A Storied Life
Professor Yoshi Okamoto Is Honored on His 90th Birthday
When Yoshi Okamoto made the lengthy ocean voyage from Japan to the U.S. in the early 1950s to attend Purdue University, he wanted to be familiar with everything that had been written by Herbert C. Brown, the renowned chemist with whom he’d be studying. Brown, who would go on to win a Nobel Prize in 1979 for his revolutionary work with boron-containing compounds, was an especially prolific writer, but Okamoto was undaunted. One problem presented itself, however; although the process of photocopying (or Xerography) had been invented in the late 1930s, commercial photocopiers did not become common until two decades later, and Okamoto had no way to easily reproduce the pages upon pages of journal articles that Brown had authored.
“There was no way, except for writing them out, word for word, by hand,” Mark Green, a Tandon professor of chemical and biomolecular engineering, explained. “And the fact that he painstakingly copied all of the journal articles he could find in the library and studied them during his almost-month-long trip to this country, tells you everything you need to know about Yoshi’s passion and intellectual curiosity.”
Greene related the tale during an auspicious event: the Polymer Reunion in Honor of Professor Yoshi Okamoto, which had been organized by Tandon colleagues and former students on the occasion of his 90th birthday and which drew attendees from around the world.
A Place in Polymer History
Okamoto is best-known at Tandon as the director of the iconic Polymer Research Institute (PRI), which had been founded by Professor Herman F. Mark in 1946. Under Mark, who is widely acknowledged as the father of polymer science, the PRI became the epicenter of the field, and anyone who wanted to seriously study polymers flocked to Brooklyn. When private companies or other universities launched their own polymer centers or programs in later years, chances were good that a scientist who had been affiliated with the PRI had helped.

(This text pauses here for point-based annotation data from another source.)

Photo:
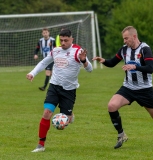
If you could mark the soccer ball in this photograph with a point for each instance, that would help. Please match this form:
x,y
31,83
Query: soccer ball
x,y
60,121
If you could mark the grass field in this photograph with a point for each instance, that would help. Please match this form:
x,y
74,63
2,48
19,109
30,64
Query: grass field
x,y
90,137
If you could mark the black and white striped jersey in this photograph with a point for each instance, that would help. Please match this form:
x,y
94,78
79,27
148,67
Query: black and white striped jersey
x,y
45,46
142,57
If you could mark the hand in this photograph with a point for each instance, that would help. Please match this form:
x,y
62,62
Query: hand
x,y
129,67
101,60
35,56
29,77
83,55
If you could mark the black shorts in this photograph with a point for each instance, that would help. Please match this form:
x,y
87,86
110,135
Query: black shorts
x,y
50,66
144,97
65,99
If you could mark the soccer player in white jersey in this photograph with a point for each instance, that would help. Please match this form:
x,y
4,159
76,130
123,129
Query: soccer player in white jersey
x,y
68,58
45,45
137,85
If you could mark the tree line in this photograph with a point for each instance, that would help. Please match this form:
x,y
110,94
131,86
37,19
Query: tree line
x,y
113,16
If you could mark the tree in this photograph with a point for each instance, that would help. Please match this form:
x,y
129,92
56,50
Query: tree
x,y
32,6
137,13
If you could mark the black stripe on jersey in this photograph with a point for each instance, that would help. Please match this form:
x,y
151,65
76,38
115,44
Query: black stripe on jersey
x,y
145,78
46,46
41,46
134,75
124,55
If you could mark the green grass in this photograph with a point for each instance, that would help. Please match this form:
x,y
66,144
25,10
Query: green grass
x,y
90,137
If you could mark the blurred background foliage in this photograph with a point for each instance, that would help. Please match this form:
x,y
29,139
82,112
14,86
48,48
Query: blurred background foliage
x,y
113,16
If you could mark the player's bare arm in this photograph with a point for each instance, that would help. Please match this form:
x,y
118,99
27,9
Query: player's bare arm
x,y
82,57
100,59
29,77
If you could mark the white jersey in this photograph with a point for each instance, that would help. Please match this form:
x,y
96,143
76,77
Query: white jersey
x,y
66,66
46,45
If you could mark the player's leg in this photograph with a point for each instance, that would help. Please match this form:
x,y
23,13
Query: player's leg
x,y
150,111
115,103
48,72
146,100
50,104
66,103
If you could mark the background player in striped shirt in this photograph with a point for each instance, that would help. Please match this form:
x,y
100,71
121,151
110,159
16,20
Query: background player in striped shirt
x,y
68,58
45,45
137,85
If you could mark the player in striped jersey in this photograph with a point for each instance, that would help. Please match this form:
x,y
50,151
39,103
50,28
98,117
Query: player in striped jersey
x,y
45,45
68,58
137,85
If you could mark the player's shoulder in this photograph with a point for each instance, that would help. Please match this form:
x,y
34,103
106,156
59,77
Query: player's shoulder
x,y
144,44
76,46
41,39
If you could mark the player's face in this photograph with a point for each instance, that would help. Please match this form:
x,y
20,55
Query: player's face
x,y
45,34
66,42
129,39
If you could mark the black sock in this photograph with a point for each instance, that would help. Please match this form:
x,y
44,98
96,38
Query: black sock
x,y
46,81
116,120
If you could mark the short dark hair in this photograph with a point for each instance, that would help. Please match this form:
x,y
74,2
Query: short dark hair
x,y
65,32
45,29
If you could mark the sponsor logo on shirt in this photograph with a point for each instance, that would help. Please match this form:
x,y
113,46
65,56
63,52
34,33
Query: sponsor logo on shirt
x,y
61,62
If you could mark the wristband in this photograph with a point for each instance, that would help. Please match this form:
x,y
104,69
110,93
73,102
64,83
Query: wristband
x,y
84,61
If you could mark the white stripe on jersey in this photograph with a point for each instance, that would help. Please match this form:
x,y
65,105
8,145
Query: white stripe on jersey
x,y
140,84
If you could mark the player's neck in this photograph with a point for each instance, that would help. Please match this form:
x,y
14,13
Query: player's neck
x,y
136,44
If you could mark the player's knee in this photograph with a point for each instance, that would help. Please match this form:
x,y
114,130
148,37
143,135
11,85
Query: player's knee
x,y
112,107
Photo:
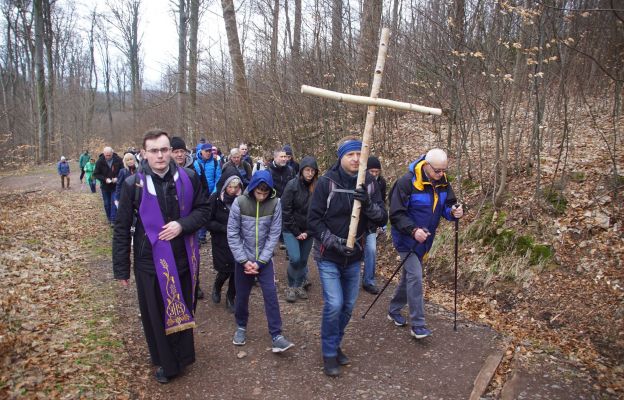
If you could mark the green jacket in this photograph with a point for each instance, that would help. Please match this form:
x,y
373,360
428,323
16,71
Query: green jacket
x,y
88,169
84,160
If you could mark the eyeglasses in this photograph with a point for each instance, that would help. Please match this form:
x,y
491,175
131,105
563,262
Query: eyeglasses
x,y
163,150
438,170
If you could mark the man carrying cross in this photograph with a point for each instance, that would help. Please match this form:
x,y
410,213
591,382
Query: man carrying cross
x,y
170,206
339,265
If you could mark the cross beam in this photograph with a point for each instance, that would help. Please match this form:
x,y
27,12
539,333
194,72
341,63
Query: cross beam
x,y
372,102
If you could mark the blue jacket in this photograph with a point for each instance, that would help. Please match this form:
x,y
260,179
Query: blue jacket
x,y
254,228
63,168
330,213
415,202
209,170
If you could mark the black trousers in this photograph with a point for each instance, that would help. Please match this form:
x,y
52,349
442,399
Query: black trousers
x,y
172,352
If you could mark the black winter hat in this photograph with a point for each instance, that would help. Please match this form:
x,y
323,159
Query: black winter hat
x,y
178,143
373,162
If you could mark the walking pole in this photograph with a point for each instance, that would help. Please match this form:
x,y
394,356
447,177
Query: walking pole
x,y
456,247
387,283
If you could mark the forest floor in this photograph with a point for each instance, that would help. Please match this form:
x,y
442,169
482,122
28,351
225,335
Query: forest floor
x,y
67,330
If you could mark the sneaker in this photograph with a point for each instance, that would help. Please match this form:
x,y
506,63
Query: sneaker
x,y
291,295
420,332
330,366
372,289
301,293
398,319
342,358
160,376
240,336
281,344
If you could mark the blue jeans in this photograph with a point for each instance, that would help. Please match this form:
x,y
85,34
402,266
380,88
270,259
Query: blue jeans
x,y
410,291
243,284
298,253
370,259
341,285
109,205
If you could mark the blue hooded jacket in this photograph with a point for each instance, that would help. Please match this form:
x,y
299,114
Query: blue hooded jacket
x,y
416,202
209,170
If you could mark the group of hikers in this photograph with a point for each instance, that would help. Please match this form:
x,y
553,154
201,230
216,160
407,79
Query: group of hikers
x,y
170,197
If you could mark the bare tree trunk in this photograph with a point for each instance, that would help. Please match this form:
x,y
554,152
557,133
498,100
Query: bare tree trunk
x,y
238,67
182,29
369,39
193,59
42,112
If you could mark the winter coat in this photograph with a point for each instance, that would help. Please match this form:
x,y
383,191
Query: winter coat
x,y
281,176
209,170
415,202
103,171
222,258
254,228
296,200
129,203
88,169
330,213
244,171
84,159
63,168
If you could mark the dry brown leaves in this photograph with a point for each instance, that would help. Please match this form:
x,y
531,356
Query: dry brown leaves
x,y
56,327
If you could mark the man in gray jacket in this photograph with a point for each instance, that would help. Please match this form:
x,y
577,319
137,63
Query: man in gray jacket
x,y
254,226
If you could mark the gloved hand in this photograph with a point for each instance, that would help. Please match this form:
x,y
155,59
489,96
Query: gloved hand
x,y
361,194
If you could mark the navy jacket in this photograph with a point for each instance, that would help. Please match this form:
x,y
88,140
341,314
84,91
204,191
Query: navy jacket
x,y
415,202
335,219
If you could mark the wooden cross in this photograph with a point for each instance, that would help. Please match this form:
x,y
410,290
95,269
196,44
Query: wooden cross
x,y
372,103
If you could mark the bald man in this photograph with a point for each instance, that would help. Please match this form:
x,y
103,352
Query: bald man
x,y
107,168
417,202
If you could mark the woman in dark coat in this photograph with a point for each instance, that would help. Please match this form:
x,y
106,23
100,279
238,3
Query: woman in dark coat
x,y
295,203
222,258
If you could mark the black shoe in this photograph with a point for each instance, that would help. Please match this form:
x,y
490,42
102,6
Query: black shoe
x,y
216,296
372,289
160,376
342,358
230,305
330,366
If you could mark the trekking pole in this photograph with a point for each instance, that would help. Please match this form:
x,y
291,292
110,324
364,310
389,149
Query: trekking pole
x,y
456,251
387,283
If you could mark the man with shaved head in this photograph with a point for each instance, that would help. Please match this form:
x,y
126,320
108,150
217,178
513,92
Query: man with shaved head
x,y
106,170
417,201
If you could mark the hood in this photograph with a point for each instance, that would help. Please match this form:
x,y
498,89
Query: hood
x,y
258,178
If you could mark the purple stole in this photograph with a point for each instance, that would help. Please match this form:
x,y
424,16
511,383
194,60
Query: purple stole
x,y
177,316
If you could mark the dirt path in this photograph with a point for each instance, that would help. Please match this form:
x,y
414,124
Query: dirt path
x,y
386,361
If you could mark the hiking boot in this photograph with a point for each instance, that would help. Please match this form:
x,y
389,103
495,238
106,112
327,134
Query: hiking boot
x,y
420,332
301,293
200,293
160,376
230,305
398,319
372,289
281,344
342,358
240,336
291,295
330,366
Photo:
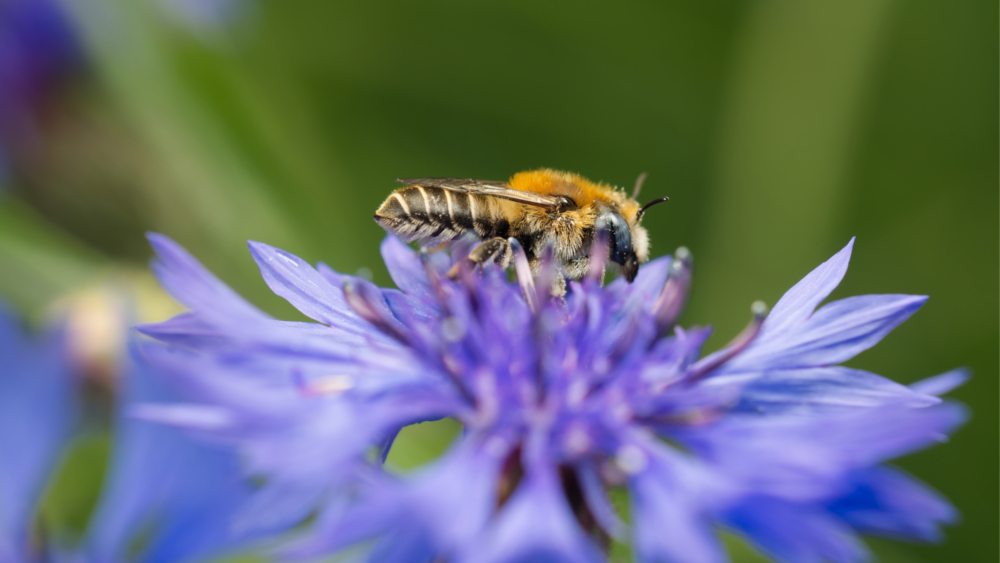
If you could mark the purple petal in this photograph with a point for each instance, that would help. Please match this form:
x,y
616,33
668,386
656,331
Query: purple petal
x,y
805,391
942,384
162,477
405,268
647,285
805,458
671,502
301,285
835,333
798,303
37,411
189,282
599,504
889,502
796,533
448,504
536,524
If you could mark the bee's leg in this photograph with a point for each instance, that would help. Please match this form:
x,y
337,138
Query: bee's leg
x,y
496,249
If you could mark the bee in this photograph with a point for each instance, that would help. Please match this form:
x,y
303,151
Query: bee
x,y
539,208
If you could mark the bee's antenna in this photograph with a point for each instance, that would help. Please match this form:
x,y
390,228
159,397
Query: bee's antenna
x,y
638,185
650,204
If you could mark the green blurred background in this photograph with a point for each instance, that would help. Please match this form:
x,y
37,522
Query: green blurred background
x,y
778,129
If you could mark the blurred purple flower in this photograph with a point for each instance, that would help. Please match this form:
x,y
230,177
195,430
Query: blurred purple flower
x,y
560,401
166,495
37,412
39,49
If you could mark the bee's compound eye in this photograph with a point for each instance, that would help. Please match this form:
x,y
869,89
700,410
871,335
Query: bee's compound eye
x,y
564,203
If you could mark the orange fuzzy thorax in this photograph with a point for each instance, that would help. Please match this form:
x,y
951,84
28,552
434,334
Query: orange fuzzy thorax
x,y
581,190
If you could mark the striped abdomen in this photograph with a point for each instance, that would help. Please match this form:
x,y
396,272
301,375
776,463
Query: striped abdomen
x,y
436,215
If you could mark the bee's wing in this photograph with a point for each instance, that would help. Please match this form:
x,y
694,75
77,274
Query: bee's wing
x,y
485,187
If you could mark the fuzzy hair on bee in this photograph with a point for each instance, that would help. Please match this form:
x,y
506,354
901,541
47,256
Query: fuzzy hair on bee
x,y
539,208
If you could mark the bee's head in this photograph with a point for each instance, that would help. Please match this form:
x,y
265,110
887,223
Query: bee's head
x,y
620,246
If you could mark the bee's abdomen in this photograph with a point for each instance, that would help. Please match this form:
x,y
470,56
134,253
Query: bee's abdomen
x,y
434,215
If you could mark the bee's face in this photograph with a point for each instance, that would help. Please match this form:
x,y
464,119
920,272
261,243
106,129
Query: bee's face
x,y
622,250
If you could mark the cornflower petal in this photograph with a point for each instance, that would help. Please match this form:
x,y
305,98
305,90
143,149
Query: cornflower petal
x,y
799,302
559,400
536,524
805,391
835,333
301,285
885,501
37,411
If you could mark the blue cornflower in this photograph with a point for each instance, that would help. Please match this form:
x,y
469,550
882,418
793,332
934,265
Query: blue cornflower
x,y
39,49
560,402
166,498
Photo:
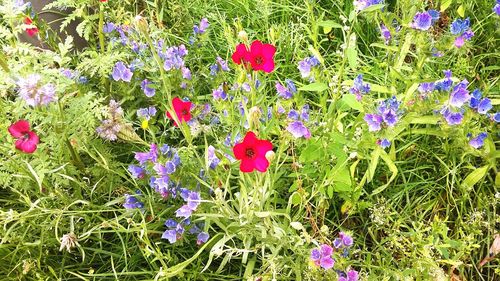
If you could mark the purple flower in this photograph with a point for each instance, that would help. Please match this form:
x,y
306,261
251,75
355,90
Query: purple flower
x,y
202,238
358,88
202,27
484,106
146,113
374,122
422,21
386,33
323,256
136,171
478,141
131,202
121,72
212,158
384,143
460,94
297,129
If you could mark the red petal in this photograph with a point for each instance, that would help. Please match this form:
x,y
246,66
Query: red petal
x,y
28,145
268,51
261,164
19,129
247,165
239,151
263,146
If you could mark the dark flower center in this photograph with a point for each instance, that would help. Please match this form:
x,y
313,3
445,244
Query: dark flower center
x,y
259,60
249,152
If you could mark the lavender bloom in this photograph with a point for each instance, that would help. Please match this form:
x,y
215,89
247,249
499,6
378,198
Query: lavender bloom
x,y
323,256
374,122
297,129
136,172
212,158
478,141
422,21
202,27
360,5
219,93
33,94
459,95
384,143
131,202
386,33
121,72
358,88
306,65
146,113
202,238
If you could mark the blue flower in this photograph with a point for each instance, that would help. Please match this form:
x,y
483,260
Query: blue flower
x,y
422,21
478,141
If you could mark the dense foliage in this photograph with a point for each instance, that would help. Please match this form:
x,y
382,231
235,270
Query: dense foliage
x,y
250,140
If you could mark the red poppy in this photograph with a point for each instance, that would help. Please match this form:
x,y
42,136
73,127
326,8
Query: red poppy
x,y
31,31
252,153
26,139
241,55
182,110
262,56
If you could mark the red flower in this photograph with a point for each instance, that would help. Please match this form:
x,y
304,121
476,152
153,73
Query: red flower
x,y
252,153
182,110
262,56
26,139
31,31
241,55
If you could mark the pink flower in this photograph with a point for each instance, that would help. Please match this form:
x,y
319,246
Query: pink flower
x,y
252,153
26,140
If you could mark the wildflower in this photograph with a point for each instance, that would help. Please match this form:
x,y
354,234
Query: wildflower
x,y
363,4
31,30
384,143
213,161
358,88
131,202
121,72
297,129
386,33
323,256
252,153
146,113
219,93
478,141
34,94
422,21
262,56
202,27
136,171
305,66
202,238
27,140
68,241
182,110
288,91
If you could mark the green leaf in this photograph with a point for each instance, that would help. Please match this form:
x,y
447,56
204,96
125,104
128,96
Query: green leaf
x,y
351,101
461,10
445,4
352,56
314,87
475,176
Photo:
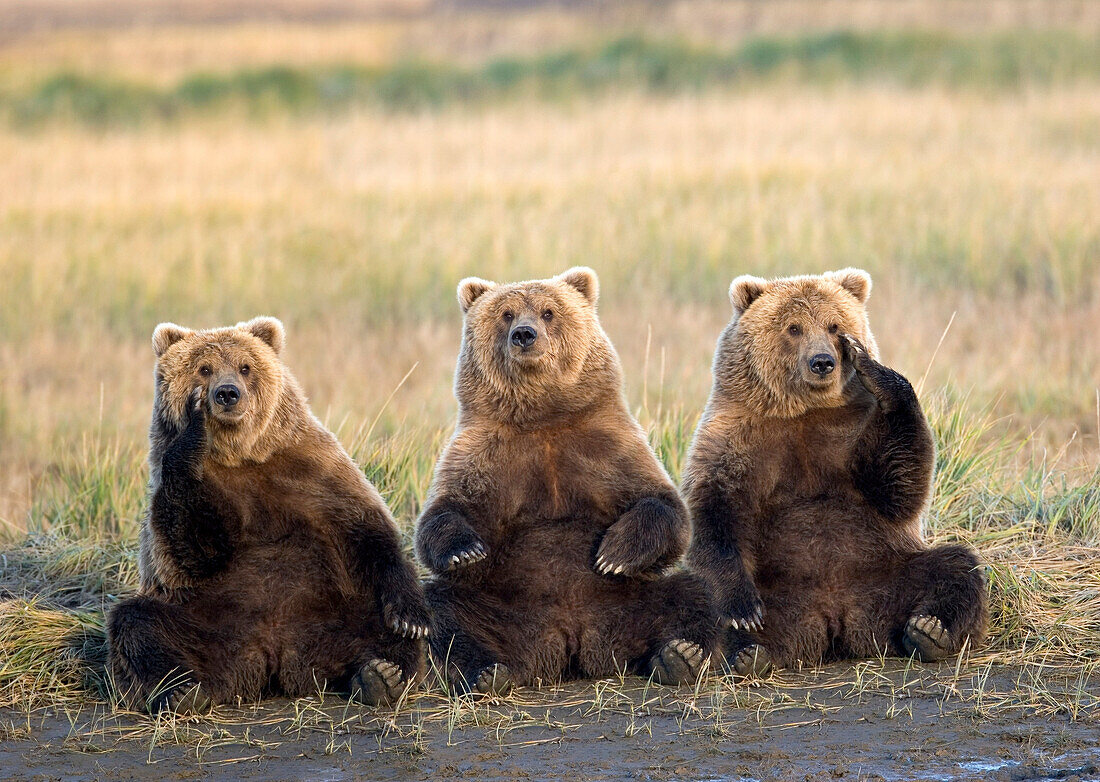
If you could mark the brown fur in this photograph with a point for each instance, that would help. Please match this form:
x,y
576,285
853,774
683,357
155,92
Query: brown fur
x,y
547,473
268,563
806,492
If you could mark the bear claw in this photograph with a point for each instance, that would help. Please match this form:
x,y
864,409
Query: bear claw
x,y
606,568
476,553
679,662
494,680
751,661
752,624
416,626
926,638
380,682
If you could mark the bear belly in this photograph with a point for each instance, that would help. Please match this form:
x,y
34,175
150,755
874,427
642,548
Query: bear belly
x,y
826,546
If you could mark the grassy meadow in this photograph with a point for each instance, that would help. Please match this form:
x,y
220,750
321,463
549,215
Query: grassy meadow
x,y
343,177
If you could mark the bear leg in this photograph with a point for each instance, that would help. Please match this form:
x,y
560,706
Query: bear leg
x,y
794,631
144,658
465,659
941,603
351,651
744,656
674,626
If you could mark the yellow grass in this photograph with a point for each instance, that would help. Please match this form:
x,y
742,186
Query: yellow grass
x,y
355,229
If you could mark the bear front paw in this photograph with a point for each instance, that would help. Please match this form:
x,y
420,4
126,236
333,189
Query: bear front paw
x,y
618,554
407,616
464,555
890,388
744,612
378,683
926,638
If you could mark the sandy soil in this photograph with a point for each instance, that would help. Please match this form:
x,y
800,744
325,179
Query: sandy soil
x,y
558,735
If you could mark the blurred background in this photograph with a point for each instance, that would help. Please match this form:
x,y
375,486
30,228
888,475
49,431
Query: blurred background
x,y
342,164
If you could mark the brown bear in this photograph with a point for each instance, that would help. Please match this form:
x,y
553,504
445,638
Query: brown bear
x,y
550,526
268,563
806,481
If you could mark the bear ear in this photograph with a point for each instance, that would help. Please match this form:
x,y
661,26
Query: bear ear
x,y
267,329
165,336
746,289
584,279
855,281
470,289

The American Chemical Society (ACS) designated the PRI as a National Historic Chemical Landmark in 2003, and two years later Okamoto — who had taught at NYU’s University Heights campus before coming to Brooklyn to teach at what was then informally known as Poly — ascended to the directorship. The Institute still draws visitors from all over, many of whom are eager to take a photo of the ACS plaque and marvel at the school’s role in making polymer science a vital branch of chemistry.
More than a Scientist and Educator
As the symposium and birthday celebration made clear, Okamoto is respected for much more than his research and scholarship. Numerous speakers mentioned his energy, which has not flagged in the decades since he arrived in Brooklyn. “He is energized by his work,” Dean Katepalli Sreenivasan marveled. “He still attracts graduate students, raises his own research funds, and can be found here at the school several days a week — pursuits that many professors much younger would be tempted to forego.” Vice Dean for Research, Innovation, and Entrepreneurship Kurt Becker recalled first coming to Tandon and seeing Okamoto cheerfully and vigorously wielding a cloth to clean his lab; he discovered, much to his surprise, that the white-coated figure was not a janitor or lab assistant but an esteemed professor.
David Pine, who chairs Tandon’s Department Chemical and Biomolecular Engineering, accepted his post in 2014 and knew immediately that he wanted to collaborate with Okamoto. “I could see that he was a thorough scientist but what most impressed me was the sheer delight he took in his work,” Pine said. “It was apparent he was having a ball, and that’s the mark of a person I want to work with.”
Mary Cowman, now Associate Dean for Bioengineering and a professor of biochemistry and bioengineering, has worked with Okamoto for decades and reminisced fondly about the congenial department picnics and dinners with Okamoto and his wife, but says that the weekly lunches to which he invited her greatly impacted her life and career. “T.K. Kwei and Shiro Matsuoka (both influential polymer scientists) attended, and our group discussions were enjoyable, stimulating and transformative.”
While humility, optimism, mentorship, and energy were themes mentioned again and again by colleagues and former students, so, too, were Okamoto’s sense of fun and willingness to bend the rules from time to time. Arnold Gordon, who served as a research assistant in the early ‘60s, recalled once having to dispose of unlabeled flasks of rocket fuel. At Okamoto’s suggestion, members of the research group did so by hurling them against a brick wall — a highly satisfying activity until someone called the fire department to report them. (He also recalled a short-lived translation service he and Okamoto launched in an effort to make extra money: “He would first translate from the Japanese to ‘Yoshi English,’ and then I would translate into standard English,” Gordon quipped.)
Henry Mei, who earned his doctoral degree under Okamoto and who served as a master of ceremonies at the event, said, “It’s hard to overstate the contributions Professor Okamoto has made both to science and to his students. Many of us went on to wonderful careers in industry and academia thanks to him, and I hope we get to gather again in honor of his 100th birthday.”